The hon. Member for Canterbury (Rosie Duffield) raised the differences in heart attack symptoms between men and women. NHS staff can now access guidance through the British Heart Foundation, and there are learning sessions available to support training. NHS England ensures that there is clear messaging on atypical symptoms in women in all public campaigns, and training on heart attacks and the identification of gender and sex are a core part of the cardiology curriculum. The hon. Lady will be aware that the National Institute for Health and Care Research has a very clear definition of sex and gender, which has an important impact on delivering the right healthcare to everybody.

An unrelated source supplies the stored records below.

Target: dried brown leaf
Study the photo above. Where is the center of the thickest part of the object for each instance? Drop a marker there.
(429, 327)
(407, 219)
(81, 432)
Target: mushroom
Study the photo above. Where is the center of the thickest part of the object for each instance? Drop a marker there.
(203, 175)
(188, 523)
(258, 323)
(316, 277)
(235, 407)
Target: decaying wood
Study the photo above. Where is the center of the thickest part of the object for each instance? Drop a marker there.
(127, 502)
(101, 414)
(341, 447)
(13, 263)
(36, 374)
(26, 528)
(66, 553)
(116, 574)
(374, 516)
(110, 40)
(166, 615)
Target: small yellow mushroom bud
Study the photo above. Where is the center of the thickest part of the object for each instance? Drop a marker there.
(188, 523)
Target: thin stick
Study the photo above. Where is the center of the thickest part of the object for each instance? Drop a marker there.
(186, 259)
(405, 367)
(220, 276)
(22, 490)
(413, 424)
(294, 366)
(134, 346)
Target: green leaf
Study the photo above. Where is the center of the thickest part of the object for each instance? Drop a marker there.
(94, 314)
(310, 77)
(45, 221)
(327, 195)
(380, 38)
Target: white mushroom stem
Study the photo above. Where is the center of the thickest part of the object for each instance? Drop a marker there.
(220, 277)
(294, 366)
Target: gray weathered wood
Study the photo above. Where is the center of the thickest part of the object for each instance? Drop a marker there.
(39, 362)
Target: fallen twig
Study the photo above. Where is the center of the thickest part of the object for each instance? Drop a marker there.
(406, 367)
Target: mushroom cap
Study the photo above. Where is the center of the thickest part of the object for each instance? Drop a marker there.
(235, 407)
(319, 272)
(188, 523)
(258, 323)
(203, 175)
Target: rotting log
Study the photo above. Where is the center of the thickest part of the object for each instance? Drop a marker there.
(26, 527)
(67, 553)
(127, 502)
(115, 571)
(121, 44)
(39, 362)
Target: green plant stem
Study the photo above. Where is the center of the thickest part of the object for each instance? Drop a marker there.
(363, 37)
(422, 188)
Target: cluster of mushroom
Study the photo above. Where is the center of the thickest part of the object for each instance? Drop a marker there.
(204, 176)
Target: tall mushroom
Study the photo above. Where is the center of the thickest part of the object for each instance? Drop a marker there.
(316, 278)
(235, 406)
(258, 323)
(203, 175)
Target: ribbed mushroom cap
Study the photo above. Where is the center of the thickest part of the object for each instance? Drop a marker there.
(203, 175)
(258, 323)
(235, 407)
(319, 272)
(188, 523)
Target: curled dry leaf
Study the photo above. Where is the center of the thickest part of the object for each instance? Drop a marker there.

I was really interested to hear from my hon. Friend the Member for Dudley (Sonia Kumar), who has expert knowledge of perinatal pelvic health services, which are being rolled out across England to ensure that women have access to physiotherapy for pelvic health issues during pregnancy and for at least one year after birth. Those services incorporate a range of interventions aimed at improving the prevention and identification of perinatal tears and other perinatal conditions.

The Chair of the Women and Equalities Committee, my hon. Friend the Member for Luton North (Sarah Owen), spoke about the Committee’s recent report, which we welcome and take extremely seriously. We are grateful to everyone who gave their time and expertise to the inquiry, and to the Committee for its thoughtful recommendations. My Department has looked closely at the findings, however chunky they are, and has worked with NHS England to consider the recommendations and develop a Government response. I assure her that it will be published very soon.

The hon. Member for Epsom and Ewell (Helen Maguire) spoke about contraception. Let me make one thing really clear: we are committed to ensuring that the public receive the best possible contraceptive services, which are vital in helping women to manage their gynaecological health. Since 2023, the NHS Pharmacy Contraception Service has allowed pharmacists to issue ongoing supplies of contraception that have been prescribed by GPs and sexual health services. That service was relaunched in December 2023 and will be continued.

We have also talked about fertility issues. Access to fertility treatment across the NHS has been varied across England, and funding decisions are made by integrated care boards, based on the clinical needs of the people they serve. We expect those organisations to commission fertility services in line with the guidelines set by the National Institute for Health and Care Excellence. We recognise that provision is variable across England, and we intend to support ICBs to implement the updated evidence in the revised guidelines to benefit all affected groups.

We recognise the significant physical and psychological consequences of birth trauma and the devastating impact it has on women. I thank hon. Members for their contributions to the report of the APPG on birth trauma—the hon. Member for Canterbury was intrinsic to it. The Government will ensure that lessons are learned from the recent inquiries and investigations, including the APPG report, and that the experiences of women and their families are listened to and woven into our efforts to improve services.

For too long, women have been let down by their healthcare. The system is broken—it does not work for them. This Government are committed to fixing women’s health as a key part of building an NHS fit for the future. As a first step, we have delivered 2 million more appointments since July, in line with our manifesto commitment of delivering 2 million more appointments in the first year. We have achieved that seven months early. That includes appointments for breast cancer care, for gynaecological conditions such as endometriosis and for many other conditions.

However, we are still nowhere near satisfied with the state of women’s healthcare. Kate’s story, which my hon. Friend the Member for Hastings and Rye shared, is testament to that state.